Need help with a Regular Expression for YouTube links....

Started by dougiefresh, February 16, 2015, 04:54:30 PM

Previous topic - Next topic

dougiefresh

I've got a mod called Yet Another YouTube BBCode Tag that I'm having problems with.  It's the regular expression that detects if the link passed is a valid YouTube link.  The code detects these URLs correctly:
http://youtu.be/fA4cphzsjn8
http://www.youtube.com/embed/fA4cphzsjn8
http://www.youtube.com/watch?v=fA4cphzsjn8
http://www.youtube.com/v/fA4cphzsjn8
http://www.youtube.com/e/fA4cphzsjn8
http://www.youtube.com/p/fA4cphzsjn8
http://www.youtube.com/?v=fA4cphzsjn8

but not these:
http://www.youtube.com/user/username#p/u/11/fA4cphzsjn8
http://www.youtube.com/sandalsResorts#p/c/54B8C800269D7C1B/0/fA4cphzsjn8
http://www.youtube.com/watch?feature=player_embedded&v=fA4cphzsjn8
http://www.youtube.com/?feature=player_embedded&v=fA4cphzsjn8


This is the current code that the next version of this mod will be using, which I copied and have modified from the Youtube I.D parsing for new URL formats page:

function parse_yturl($url)
{
$pattern = '#^(?:https?://)?';    # Optional URL scheme. Either http or https.
$pattern .= '(?:www\.)?';         #  Optional www subdomain.
$pattern .= '(?:';                #  Group host alternatives:
$pattern .=   'youtu\.be/';       #    Either youtu.be,
$pattern .=   '|youtube\.com';    #    or youtube.com
$pattern .=   '(?:';              #    Group path alternatives:
$pattern .=     '/e/';            #      or /e/,
$pattern .=     '|/embed/';       #      Either /embed/,
$pattern .=     '|/v/';           #      or /v/,
$pattern .=     '|/\?v=';         #      or /?v=
$pattern .=     '|/watch\?v=';    #      or /watch?v=,   
> $pattern .=     '|/\?.+&v=';      #      or /?v=
> $pattern .=     '|/watch\?.+&v='; #      or /watch?other_param&v=
$pattern .=   ')';                #    End path alternatives.
$pattern .= ')';                  #  End host alternatives.
$pattern .= '([\w-]{11})';        # 11 characters (Length of Youtube video ids).
$pattern .= '(?:.+)?$#x';         # Optional other ending URL parameters.
preg_match($pattern, $url, $matches);
return (isset($matches[1])) ? $matches[1] : false;
}

The lines starting with the > character are the parts of the regular expression that I can't get to work.  I admit that I'm not very good at regular expressions, but I'm hoping someone can help me out.

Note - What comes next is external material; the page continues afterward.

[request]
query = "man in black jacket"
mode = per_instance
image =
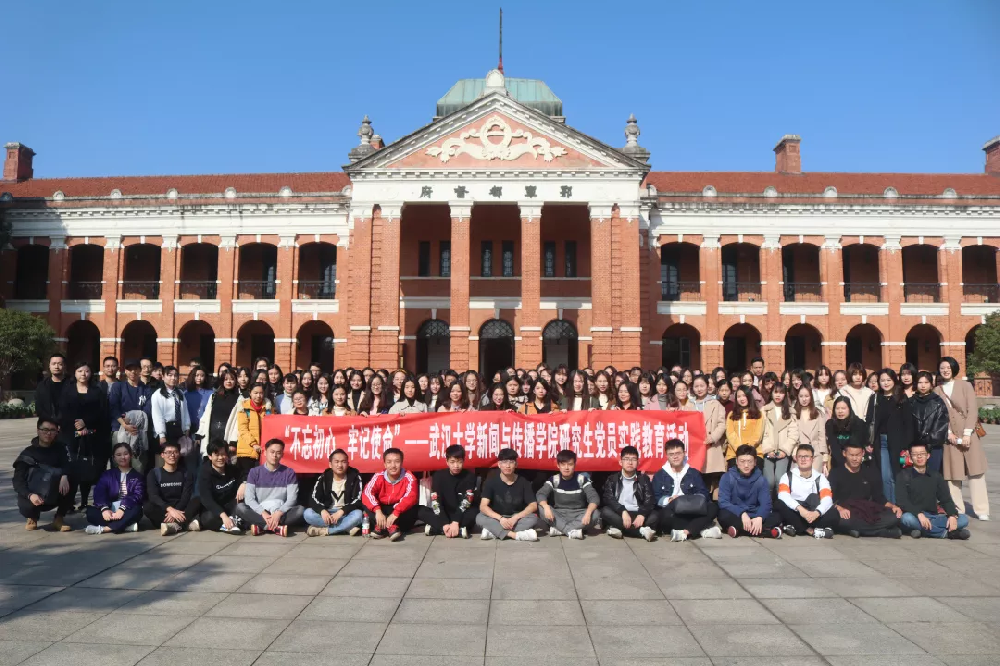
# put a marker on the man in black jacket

Thanks in advance for your assistance....

EDIT: The parts of the expression that start with > are supposed to filter out everything between ? and &v=.  Hope this helps someone....

karavan2

Hello dear dougiefresh, I've been watching your mod, and wrote in the topic further links that did not work http://www.simplemachines.org/community/index.php?topic=531060.msg3786649#msg3786649 My good friend and colleague Sapozhnik has introduced an interesting idea, which, with his permission, I will tell you a PM. Thank you for what you are doing such a good free mpd, you do SMF more simply and a nice in work.

kelvincool

These two already work for me   ???

http://www.youtube.com/watch?feature=player_embedded&v=fA4cphzsjn8
http://www.youtube.com/?feature=player_embedded&v=fA4cphzsjn8

There's no code to take care of these two is there?

http://www.youtube.com/user/username#p/u/11/fA4cphzsjn8
http://www.youtube.com/sandalsResorts#p/c/54B8C800269D7C1B/0/fA4cphzsjn8

Maybe like this?

$pattern .=     '|/user/.+\#.+/'; #      or /user/username#p/u/11/
$pattern .=     '|/.+\#.+/';      #      or /sandalsResorts#p/c/54B8C800269D7C1B/0/

dougiefresh

#3
Quote from: kelvincool on February 16, 2015, 06:54:27 PM
These two already work for me   ???

http://www.youtube.com/watch?feature=player_embedded&v=fA4cphzsjn8
http://www.youtube.com/?feature=player_embedded&v=fA4cphzsjn8
When tested on my localhost, my mod still reports that those are invalid links....  :-[  Keep in mind that the code I'm showing is the code I'm using....

Quote from: kelvincool on February 16, 2015, 06:54:27 PM
There's no code to take care of these two is there?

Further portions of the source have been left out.